# Stream Sort by Buffer

# Stream Sort by Buffer

Stream sort by buffer sorts incoming data in memory-sized batches. It reads a fixed number of elements, sorts that buffer, emits the sorted block, and repeats.

You use it when the full input is too large or too delayed to sort all at once.

## Problem

Given a stream of values and a buffer capacity ( B ), produce sorted chunks or sorted runs from the stream.

This does not necessarily produce one globally sorted output unless the sorted chunks are later merged.

## Algorithm

```id="f2k8v1"
stream_sort_by_buffer(stream, B):
    runs = []

    while stream not empty:
        buffer = []

        while length(buffer) < B and stream not empty:
            buffer.append(next(stream))

        sort(buffer)
        runs.append(buffer)

    return runs
```

To produce one globally sorted output, merge the runs:

```id="v8m3q6"
merge_sorted_runs(runs):
    heap = min_heap()

    for r in 0..length(runs)-1:
        if runs[r] not empty:
            heap.push((runs[r][0], r, 0))

    output = []

    while heap not empty:
        value, r, i = heap.pop()
        output.append(value)

        if i + 1 < length(runs[r]):
            heap.push((runs[r][i + 1], r, i + 1))

    return output
```

## Example

Stream:

[
[7, 1, 5, 3, 9, 2, 6, 4]
]

Buffer size:

[
B = 4
]

Sorted runs:

| run | values       |
| --- | ------------ |
| 1   | [1, 3, 5, 7] |
| 2   | [2, 4, 6, 9] |

After merging:

[
[1, 2, 3, 4, 5, 6, 7, 9]
]

## Correctness

Each buffer is sorted by a correct internal sorting algorithm, so every emitted run is sorted.

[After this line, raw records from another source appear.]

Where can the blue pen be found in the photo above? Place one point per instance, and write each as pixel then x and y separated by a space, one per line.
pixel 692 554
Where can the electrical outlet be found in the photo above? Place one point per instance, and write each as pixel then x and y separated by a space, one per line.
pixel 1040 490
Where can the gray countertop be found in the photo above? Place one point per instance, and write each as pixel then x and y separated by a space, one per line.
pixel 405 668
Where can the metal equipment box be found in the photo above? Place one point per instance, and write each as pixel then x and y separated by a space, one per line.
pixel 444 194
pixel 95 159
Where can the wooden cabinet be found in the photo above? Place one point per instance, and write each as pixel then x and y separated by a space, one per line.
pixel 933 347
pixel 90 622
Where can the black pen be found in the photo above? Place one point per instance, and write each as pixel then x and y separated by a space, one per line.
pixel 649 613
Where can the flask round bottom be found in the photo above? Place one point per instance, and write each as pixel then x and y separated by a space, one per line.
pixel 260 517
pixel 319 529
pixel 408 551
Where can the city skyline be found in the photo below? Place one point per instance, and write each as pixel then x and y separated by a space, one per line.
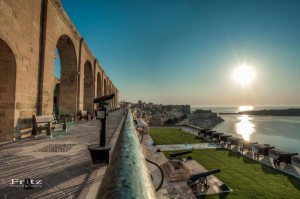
pixel 184 52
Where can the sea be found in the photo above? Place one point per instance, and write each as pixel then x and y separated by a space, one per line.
pixel 283 132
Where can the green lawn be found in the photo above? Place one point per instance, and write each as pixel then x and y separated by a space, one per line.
pixel 172 136
pixel 247 178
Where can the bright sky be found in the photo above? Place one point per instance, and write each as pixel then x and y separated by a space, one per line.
pixel 185 51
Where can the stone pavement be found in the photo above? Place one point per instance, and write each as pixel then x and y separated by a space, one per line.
pixel 62 163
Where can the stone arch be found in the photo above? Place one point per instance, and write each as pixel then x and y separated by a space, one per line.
pixel 88 87
pixel 99 85
pixel 8 70
pixel 68 75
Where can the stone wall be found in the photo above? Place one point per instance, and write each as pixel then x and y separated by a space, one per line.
pixel 30 31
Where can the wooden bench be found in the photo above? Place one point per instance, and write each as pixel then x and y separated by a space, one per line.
pixel 83 115
pixel 45 122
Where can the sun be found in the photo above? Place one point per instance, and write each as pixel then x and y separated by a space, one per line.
pixel 243 75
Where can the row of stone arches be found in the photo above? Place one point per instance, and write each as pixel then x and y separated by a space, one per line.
pixel 75 90
pixel 92 87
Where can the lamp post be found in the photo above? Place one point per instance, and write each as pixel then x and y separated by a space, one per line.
pixel 100 152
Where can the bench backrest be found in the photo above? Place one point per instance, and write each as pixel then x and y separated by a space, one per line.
pixel 44 118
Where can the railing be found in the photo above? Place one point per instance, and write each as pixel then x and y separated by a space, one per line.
pixel 127 175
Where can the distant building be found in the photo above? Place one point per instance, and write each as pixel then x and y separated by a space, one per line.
pixel 156 120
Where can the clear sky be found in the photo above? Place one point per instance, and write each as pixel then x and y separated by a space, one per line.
pixel 185 51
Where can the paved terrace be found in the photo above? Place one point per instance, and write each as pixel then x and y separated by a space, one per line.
pixel 64 174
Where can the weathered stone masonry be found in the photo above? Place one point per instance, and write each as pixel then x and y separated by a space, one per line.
pixel 30 31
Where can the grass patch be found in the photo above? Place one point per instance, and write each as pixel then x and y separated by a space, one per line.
pixel 164 136
pixel 247 178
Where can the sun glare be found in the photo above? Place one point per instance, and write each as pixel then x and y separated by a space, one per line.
pixel 243 75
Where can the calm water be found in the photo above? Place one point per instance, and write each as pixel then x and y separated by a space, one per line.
pixel 281 132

If a final multiway merge is performed, the heap always contains the smallest remaining element from each run. Extracting the minimum repeatedly emits the global sorted order.

## Complexity

Let ( n ) be the number of elements and ( B ) the buffer size.

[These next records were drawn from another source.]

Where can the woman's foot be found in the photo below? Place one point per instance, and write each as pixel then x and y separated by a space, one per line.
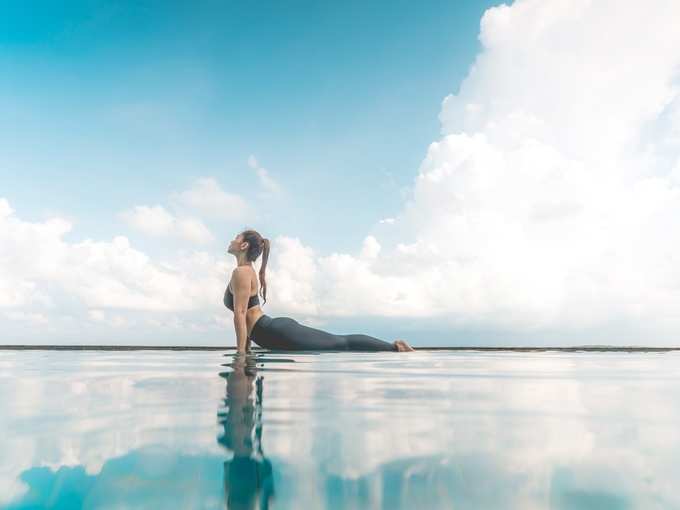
pixel 402 346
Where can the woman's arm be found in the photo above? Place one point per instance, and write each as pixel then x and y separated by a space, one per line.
pixel 241 287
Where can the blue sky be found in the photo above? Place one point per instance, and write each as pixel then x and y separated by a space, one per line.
pixel 451 173
pixel 110 104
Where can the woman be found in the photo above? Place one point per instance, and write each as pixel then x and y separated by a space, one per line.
pixel 279 332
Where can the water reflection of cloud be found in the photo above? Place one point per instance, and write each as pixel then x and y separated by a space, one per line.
pixel 534 430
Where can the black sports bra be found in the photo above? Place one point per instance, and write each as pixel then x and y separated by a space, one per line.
pixel 229 299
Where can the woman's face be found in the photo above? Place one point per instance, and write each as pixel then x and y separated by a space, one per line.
pixel 235 244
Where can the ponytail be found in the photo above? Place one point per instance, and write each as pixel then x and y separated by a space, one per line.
pixel 265 257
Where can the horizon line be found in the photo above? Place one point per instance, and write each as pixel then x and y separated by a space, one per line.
pixel 587 348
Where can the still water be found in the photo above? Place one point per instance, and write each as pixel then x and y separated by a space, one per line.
pixel 425 430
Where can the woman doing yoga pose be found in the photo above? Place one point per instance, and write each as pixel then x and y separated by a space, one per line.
pixel 241 297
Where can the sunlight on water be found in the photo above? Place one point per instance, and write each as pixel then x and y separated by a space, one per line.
pixel 424 430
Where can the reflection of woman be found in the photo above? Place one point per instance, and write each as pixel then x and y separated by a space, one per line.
pixel 248 480
pixel 280 332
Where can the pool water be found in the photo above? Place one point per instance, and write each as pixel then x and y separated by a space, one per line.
pixel 425 430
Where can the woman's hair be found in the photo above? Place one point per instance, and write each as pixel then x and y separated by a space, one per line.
pixel 256 245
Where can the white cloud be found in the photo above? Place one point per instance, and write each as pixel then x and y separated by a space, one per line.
pixel 40 269
pixel 208 198
pixel 551 202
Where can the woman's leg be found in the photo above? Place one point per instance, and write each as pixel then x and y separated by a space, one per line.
pixel 367 343
pixel 288 334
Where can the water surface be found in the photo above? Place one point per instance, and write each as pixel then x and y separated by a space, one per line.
pixel 424 430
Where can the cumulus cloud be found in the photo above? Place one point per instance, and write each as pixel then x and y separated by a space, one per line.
pixel 552 199
pixel 550 202
pixel 157 221
pixel 39 268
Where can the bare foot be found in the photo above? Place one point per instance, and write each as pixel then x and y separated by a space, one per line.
pixel 402 346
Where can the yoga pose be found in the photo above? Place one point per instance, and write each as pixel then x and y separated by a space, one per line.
pixel 241 297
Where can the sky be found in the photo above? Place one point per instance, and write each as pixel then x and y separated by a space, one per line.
pixel 455 173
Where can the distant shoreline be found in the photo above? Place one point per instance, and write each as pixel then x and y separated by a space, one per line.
pixel 583 348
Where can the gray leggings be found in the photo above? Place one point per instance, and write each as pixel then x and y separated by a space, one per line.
pixel 284 333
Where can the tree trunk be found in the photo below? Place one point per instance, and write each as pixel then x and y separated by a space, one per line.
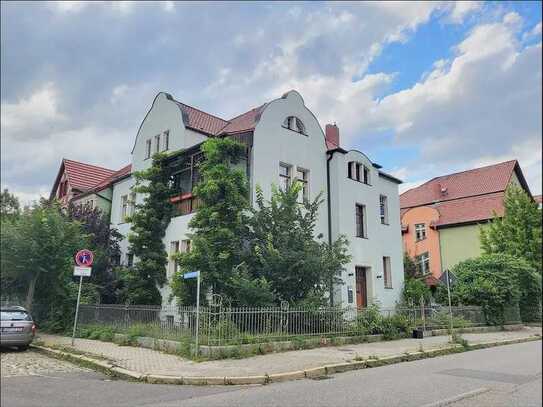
pixel 30 292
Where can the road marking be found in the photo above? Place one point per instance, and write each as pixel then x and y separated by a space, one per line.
pixel 454 399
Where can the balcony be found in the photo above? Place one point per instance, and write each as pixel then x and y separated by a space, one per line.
pixel 185 203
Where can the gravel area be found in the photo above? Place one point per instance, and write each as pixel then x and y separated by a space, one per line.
pixel 31 363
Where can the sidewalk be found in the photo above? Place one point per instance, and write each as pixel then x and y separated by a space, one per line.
pixel 147 361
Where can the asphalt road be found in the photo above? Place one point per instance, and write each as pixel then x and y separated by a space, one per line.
pixel 502 376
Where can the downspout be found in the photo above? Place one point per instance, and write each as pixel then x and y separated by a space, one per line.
pixel 328 199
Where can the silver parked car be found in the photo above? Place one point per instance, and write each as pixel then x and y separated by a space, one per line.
pixel 16 327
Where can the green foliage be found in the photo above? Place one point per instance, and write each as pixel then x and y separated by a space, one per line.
pixel 149 223
pixel 415 289
pixel 219 225
pixel 284 250
pixel 372 322
pixel 518 232
pixel 493 282
pixel 104 243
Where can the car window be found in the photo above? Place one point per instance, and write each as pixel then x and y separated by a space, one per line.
pixel 15 316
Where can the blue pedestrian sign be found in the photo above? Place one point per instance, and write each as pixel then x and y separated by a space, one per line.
pixel 192 274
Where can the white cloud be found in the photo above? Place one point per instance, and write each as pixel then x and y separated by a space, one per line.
pixel 39 110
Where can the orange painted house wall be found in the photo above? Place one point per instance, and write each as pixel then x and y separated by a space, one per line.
pixel 426 215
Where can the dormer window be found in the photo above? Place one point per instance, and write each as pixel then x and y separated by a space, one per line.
pixel 294 124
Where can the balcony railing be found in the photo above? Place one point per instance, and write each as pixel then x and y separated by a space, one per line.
pixel 185 203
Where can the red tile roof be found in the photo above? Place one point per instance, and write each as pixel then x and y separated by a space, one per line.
pixel 83 176
pixel 479 181
pixel 464 197
pixel 470 209
pixel 244 122
pixel 201 121
pixel 207 123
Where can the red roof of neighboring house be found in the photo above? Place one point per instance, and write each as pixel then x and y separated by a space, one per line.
pixel 83 176
pixel 470 209
pixel 479 181
pixel 467 196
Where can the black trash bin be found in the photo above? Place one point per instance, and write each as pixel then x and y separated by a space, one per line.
pixel 418 333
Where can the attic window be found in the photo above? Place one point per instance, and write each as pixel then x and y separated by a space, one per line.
pixel 294 124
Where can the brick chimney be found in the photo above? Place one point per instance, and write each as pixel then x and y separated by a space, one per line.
pixel 332 134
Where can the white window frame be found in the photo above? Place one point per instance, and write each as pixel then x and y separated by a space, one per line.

| phase         | cost                                             |
| ------------- | ------------------------------------------------ |
| chunk sorting | ( O(n \log B) )                                  |
| merging runs  | ( O(n \log r) ), where ( r = \lceil n/B \rceil ) |

Space:

[
O(B)
]

for chunk generation, plus heap space ( O(r) ) during merge.

## When to Use

Use stream sort by buffer when:

* input arrives as a stream
* memory is bounded
* sorted runs are useful intermediate output
* external merge sorting is acceptable

It is a simple foundation for external sorting pipelines.